BEIJING (Reuters) – China has tightened ownership regulations of unlisted commercial banks, as regulators intensify a crackdown on financial risk following the recent state takeover of a regional lender that has caused major ripples in the nation’s financial markets.
Revised guidelines posted on Tuesday by the China Banking and Insurance Regulatory Commission (CBIRC) on its website require unlisted commercial banks to register their stakeholders with qualified custodians by end-June 2020, and all commercial banks to identify their shareholders by the end of 2021.
Before the new guidelines, which are binding, only banks listed in the main stock market and over-the-counter market needed to register their stakeholders with custodian institutions such as regional equity exchanges, according to the banking and insurance regulator.
“In recent years, some banks have seen chaotic issues on ownership due to weak corporate governance,” the CBIRC said in a separate statement elaborating on the guidelines.

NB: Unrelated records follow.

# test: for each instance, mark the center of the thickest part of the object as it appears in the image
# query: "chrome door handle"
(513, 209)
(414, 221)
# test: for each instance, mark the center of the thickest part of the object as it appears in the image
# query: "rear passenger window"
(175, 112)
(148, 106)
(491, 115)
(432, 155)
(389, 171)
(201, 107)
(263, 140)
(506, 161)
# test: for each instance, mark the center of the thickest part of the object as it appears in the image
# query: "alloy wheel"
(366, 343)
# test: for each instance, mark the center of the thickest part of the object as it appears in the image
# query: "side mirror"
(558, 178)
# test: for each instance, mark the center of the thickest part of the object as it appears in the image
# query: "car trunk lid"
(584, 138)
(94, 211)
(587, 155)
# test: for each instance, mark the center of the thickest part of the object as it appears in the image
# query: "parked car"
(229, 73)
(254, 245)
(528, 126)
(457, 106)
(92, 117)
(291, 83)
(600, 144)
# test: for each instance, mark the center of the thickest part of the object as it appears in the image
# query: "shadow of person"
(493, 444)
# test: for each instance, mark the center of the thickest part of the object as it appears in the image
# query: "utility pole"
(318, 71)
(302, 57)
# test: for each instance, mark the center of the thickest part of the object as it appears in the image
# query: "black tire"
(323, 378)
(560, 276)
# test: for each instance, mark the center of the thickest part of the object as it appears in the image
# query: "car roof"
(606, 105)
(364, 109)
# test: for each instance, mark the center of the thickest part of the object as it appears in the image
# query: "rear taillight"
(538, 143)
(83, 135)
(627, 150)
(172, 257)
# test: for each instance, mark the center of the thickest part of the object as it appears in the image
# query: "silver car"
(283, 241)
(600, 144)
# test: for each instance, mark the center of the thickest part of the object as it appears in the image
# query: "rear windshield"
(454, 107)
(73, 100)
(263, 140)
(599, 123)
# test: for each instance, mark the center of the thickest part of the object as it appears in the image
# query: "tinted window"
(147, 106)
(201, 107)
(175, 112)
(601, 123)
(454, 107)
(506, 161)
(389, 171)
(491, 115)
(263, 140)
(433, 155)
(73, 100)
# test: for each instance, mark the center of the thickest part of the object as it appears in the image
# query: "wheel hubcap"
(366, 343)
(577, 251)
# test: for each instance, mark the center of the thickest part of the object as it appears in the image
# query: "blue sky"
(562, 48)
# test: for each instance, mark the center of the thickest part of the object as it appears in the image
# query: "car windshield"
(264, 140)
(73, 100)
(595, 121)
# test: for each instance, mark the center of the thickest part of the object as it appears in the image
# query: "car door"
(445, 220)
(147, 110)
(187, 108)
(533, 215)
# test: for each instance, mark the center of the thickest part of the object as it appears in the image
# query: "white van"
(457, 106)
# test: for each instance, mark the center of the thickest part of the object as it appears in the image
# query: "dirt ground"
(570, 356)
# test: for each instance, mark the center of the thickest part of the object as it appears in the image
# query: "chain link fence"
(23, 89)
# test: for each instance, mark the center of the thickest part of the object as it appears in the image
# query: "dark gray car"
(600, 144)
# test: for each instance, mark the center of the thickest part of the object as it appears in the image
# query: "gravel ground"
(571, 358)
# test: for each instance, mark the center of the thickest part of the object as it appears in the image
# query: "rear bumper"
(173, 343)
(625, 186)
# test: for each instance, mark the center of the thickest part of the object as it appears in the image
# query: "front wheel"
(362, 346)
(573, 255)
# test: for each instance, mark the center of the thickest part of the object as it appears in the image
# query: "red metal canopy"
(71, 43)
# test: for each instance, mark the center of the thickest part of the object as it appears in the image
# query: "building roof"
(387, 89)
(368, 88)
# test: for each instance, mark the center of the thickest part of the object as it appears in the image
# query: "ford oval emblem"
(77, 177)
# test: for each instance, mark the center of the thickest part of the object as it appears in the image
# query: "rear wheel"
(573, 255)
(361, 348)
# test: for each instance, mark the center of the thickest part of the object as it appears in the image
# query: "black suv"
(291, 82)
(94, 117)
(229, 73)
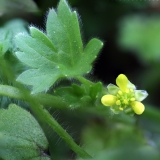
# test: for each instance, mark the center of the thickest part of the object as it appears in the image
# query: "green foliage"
(59, 53)
(12, 6)
(81, 96)
(142, 35)
(8, 32)
(21, 136)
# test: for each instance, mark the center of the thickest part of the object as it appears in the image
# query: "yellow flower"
(125, 97)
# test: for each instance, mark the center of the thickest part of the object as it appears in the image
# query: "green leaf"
(17, 6)
(57, 54)
(82, 95)
(21, 136)
(8, 32)
(45, 71)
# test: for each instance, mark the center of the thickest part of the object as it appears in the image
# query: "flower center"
(125, 98)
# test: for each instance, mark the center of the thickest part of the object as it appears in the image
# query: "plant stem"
(45, 99)
(38, 109)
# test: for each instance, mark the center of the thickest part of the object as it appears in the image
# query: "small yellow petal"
(122, 82)
(138, 107)
(118, 102)
(108, 100)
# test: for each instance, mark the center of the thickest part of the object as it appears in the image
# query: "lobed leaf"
(57, 54)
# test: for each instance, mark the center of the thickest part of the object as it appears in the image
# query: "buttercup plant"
(125, 97)
(47, 58)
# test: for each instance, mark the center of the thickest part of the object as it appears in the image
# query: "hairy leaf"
(21, 137)
(57, 54)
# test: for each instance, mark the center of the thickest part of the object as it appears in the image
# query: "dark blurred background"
(129, 30)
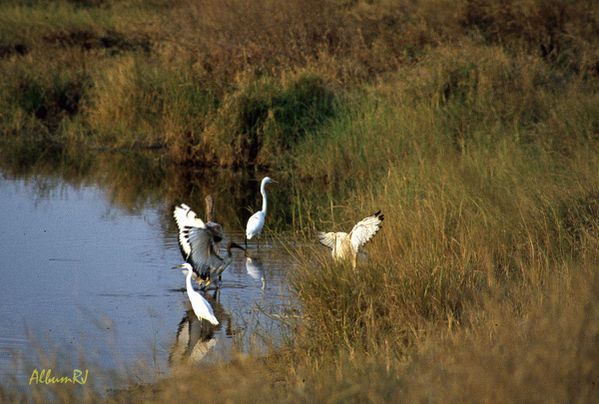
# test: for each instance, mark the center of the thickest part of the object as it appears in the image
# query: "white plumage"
(199, 243)
(256, 221)
(200, 306)
(345, 246)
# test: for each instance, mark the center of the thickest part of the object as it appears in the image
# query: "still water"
(85, 279)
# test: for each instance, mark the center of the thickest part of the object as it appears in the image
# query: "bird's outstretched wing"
(365, 229)
(202, 254)
(329, 239)
(186, 219)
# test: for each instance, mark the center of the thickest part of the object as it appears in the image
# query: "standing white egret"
(200, 306)
(256, 221)
(345, 246)
(198, 242)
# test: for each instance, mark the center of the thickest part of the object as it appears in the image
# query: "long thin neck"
(263, 192)
(188, 280)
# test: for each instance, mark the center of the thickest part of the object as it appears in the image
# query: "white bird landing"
(200, 306)
(345, 246)
(199, 242)
(256, 221)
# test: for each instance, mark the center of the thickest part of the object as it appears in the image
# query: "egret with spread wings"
(345, 246)
(199, 243)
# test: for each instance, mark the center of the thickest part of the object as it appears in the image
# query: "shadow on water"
(87, 264)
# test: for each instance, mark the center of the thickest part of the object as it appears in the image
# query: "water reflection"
(255, 270)
(196, 338)
(94, 257)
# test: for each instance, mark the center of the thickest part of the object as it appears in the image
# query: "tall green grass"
(475, 130)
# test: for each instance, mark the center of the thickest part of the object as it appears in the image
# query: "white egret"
(256, 221)
(200, 306)
(198, 242)
(345, 246)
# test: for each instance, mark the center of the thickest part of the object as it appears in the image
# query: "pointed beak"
(235, 245)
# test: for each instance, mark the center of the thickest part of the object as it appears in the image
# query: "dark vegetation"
(473, 125)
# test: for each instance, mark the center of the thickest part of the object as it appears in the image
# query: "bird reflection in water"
(255, 269)
(196, 338)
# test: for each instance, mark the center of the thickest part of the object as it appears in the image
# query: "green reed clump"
(265, 118)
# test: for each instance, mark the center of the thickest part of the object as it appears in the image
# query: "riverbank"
(473, 126)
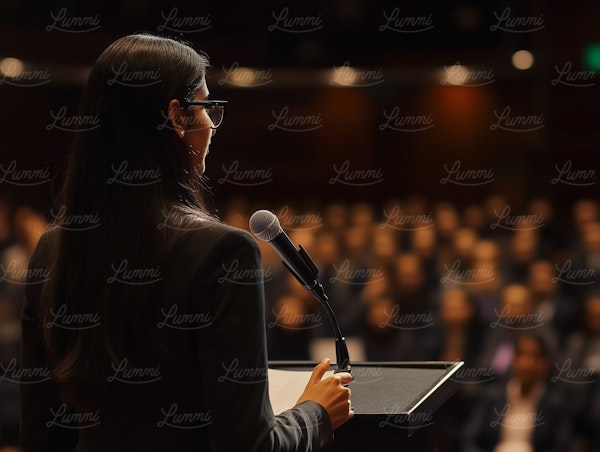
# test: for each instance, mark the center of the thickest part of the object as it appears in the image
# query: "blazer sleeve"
(39, 398)
(233, 358)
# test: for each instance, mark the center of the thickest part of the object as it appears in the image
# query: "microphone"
(265, 225)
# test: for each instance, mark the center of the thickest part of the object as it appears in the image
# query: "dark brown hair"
(128, 93)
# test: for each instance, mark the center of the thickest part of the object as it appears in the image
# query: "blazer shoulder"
(218, 238)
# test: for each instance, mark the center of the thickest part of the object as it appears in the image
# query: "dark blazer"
(209, 393)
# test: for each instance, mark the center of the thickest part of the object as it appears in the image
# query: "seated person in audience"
(514, 316)
(524, 414)
(457, 331)
(556, 310)
(578, 375)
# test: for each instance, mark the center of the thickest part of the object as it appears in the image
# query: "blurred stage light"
(591, 56)
(522, 59)
(454, 75)
(11, 67)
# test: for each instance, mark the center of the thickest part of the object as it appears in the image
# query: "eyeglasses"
(214, 109)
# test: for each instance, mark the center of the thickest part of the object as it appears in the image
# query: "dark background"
(301, 66)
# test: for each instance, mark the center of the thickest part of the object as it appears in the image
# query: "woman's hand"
(330, 393)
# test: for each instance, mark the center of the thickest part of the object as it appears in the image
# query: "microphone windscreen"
(265, 225)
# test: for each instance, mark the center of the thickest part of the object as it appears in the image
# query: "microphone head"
(265, 225)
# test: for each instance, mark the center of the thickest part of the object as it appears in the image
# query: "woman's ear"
(177, 118)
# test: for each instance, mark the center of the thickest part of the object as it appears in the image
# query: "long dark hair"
(108, 218)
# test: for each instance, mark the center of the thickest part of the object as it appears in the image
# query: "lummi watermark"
(348, 76)
(505, 21)
(284, 21)
(289, 319)
(244, 375)
(473, 375)
(13, 273)
(506, 416)
(569, 77)
(575, 276)
(23, 177)
(61, 20)
(173, 21)
(356, 177)
(396, 417)
(250, 177)
(245, 77)
(406, 123)
(467, 177)
(73, 221)
(174, 417)
(407, 321)
(63, 416)
(138, 177)
(505, 120)
(457, 274)
(125, 373)
(568, 374)
(458, 74)
(133, 276)
(123, 75)
(173, 318)
(510, 222)
(397, 219)
(12, 373)
(244, 276)
(72, 123)
(574, 177)
(510, 320)
(13, 73)
(295, 123)
(406, 24)
(299, 221)
(346, 273)
(74, 321)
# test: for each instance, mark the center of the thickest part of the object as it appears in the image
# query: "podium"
(394, 403)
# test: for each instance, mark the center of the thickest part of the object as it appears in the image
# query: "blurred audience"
(525, 413)
(512, 294)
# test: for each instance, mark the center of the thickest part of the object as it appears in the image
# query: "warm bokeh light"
(454, 75)
(523, 59)
(11, 67)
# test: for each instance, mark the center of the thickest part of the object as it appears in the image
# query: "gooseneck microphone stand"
(341, 350)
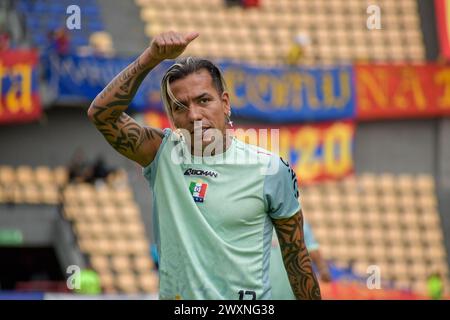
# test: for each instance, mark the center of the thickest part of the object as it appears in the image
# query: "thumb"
(191, 36)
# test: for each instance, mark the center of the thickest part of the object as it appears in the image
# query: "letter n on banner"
(19, 101)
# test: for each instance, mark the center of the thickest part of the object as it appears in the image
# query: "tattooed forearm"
(296, 258)
(121, 131)
(124, 81)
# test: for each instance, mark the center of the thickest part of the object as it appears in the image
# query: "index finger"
(190, 36)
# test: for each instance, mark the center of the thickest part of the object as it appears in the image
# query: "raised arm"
(296, 258)
(107, 111)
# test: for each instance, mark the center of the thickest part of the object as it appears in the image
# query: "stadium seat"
(148, 282)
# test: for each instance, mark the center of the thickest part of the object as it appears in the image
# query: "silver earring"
(230, 123)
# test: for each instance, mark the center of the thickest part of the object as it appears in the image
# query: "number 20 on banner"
(319, 152)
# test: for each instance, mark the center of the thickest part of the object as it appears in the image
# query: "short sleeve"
(281, 189)
(150, 170)
(310, 241)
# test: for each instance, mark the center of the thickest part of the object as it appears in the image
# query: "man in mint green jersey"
(216, 200)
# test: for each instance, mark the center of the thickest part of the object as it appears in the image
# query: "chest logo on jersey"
(198, 190)
(199, 172)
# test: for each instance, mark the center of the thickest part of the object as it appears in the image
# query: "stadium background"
(363, 116)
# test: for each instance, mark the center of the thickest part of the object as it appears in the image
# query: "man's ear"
(226, 103)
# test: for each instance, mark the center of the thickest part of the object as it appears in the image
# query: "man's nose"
(194, 113)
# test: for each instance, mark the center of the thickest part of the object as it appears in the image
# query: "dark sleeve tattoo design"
(107, 112)
(296, 258)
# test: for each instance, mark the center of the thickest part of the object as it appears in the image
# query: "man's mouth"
(203, 130)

“Therefore, from the perspective of prudential supervision, CBIRC now requires unlisted commercial banks to register with legally established custodians as well.”
The banking regulator is stepping up a campaign of fighting financial risk following the state takeover in May of small-sized Baoshang Bank amid concerns about how its major shareholder had used bank funds.
The takeover was triggered by the improper and illegal use of significant bank funds by Tomorrow Holdings, which held 89% of Baoshang’s shares, leading to a serious credit crisis at the bank, according to a previous statement of the central bank.